Jumat, 05 November 2010

SEJARAH PECINTA ALAM

Jika saja kita mau melihat ke masa lalu sebetulnya sejarah manusia erat hubungannya dengan alam. Sejak zaman prasejarah dimana manusia masih berburu dan mengumpulkan makanan (meramu), alam adalah tempat tinggal mereka, tempat mereka bergantung dan hidup. Jajaran pegunungan adalah tempat mereka bersandar, lembah padang rumput merupakan tempat mereka berbaring, sungai adalah tempat mereka melepaskan dahaga, dan goa-goa adalah tempat mereka berlindung dari sengatan matahari dan terpaan hujan. Akan tetapi setelah manusia menemukan kebudayaan dan teknologi, alam menjadi seperti barang aneh dan selalu di eksploitasi. Manusia mulai mendirikan bangunan untuk mereka berlindung, manusia mulai menciptakan barang-barang untuk mendapatkan kemudahan dalam hidup mereka walau mereka tak menyadari barang-barang tersebut dapat mencemari alam. Manusia juga menciptakan gedung-gedung bertingkat untuk mengangkat kepala mereka dan menonjolkan keegoisan mereka, hingga pada akhirnya manusia dan alam mengukir sejarahnya sendiri-sendiri.
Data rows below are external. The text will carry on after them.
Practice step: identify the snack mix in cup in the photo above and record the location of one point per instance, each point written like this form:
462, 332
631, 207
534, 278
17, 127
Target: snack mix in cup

Ketika keduanya bersatu dan saling menghormati kembali, maka saat itulah Sejarah Pecinta Alam dimulai:
Pada sekitar tahun 1492 sekelompok orang Perancis di bawah pimpinan Anthoine de Ville mencoba memanjat tebing Mont Aiguille (2097 m) di kawasan Vercors Massif. Waktu itu belumlah terlalu jelas apakah mereka ini tergolong sebagai para pendaki gunung yang pertama. Namun beberapa dekade kemudian orang-orang yang naik turun tebing-tebing batu di pegunungan Alpen adalah para pemburu chamois (sejenis kambing gunung). Mungkin saja mereka ini para pemburu yang mendaki gunung, namun inilah pendakian gunung tertua yang pernah dicatat dalam sejarah. Pada sekitar tahun 1786 puncak gunung tertinggi pertama yang dapat dicapai manusia adalah puncak Mont Blanc (4807 m) di Perancis. Lalu pada tahun 1852 puncak Everest setinggi 8840 meter diketemukan. Orang-orang Nepal menyebutnya Sagarmatha atau menurut orang Tibet menyebutnya Chomolungma. Puncak Everest berhasil dicapai manusia pada tahun 1953 melalui kerjasama Sir Edmund Hillary dari Selandia Baru dan Sherpa Tenzing Norgay yang tergabung dalam suatu ekspedisi Inggris. Sejak saat itulah pendakian ke atap-atap dunia semakin ramai.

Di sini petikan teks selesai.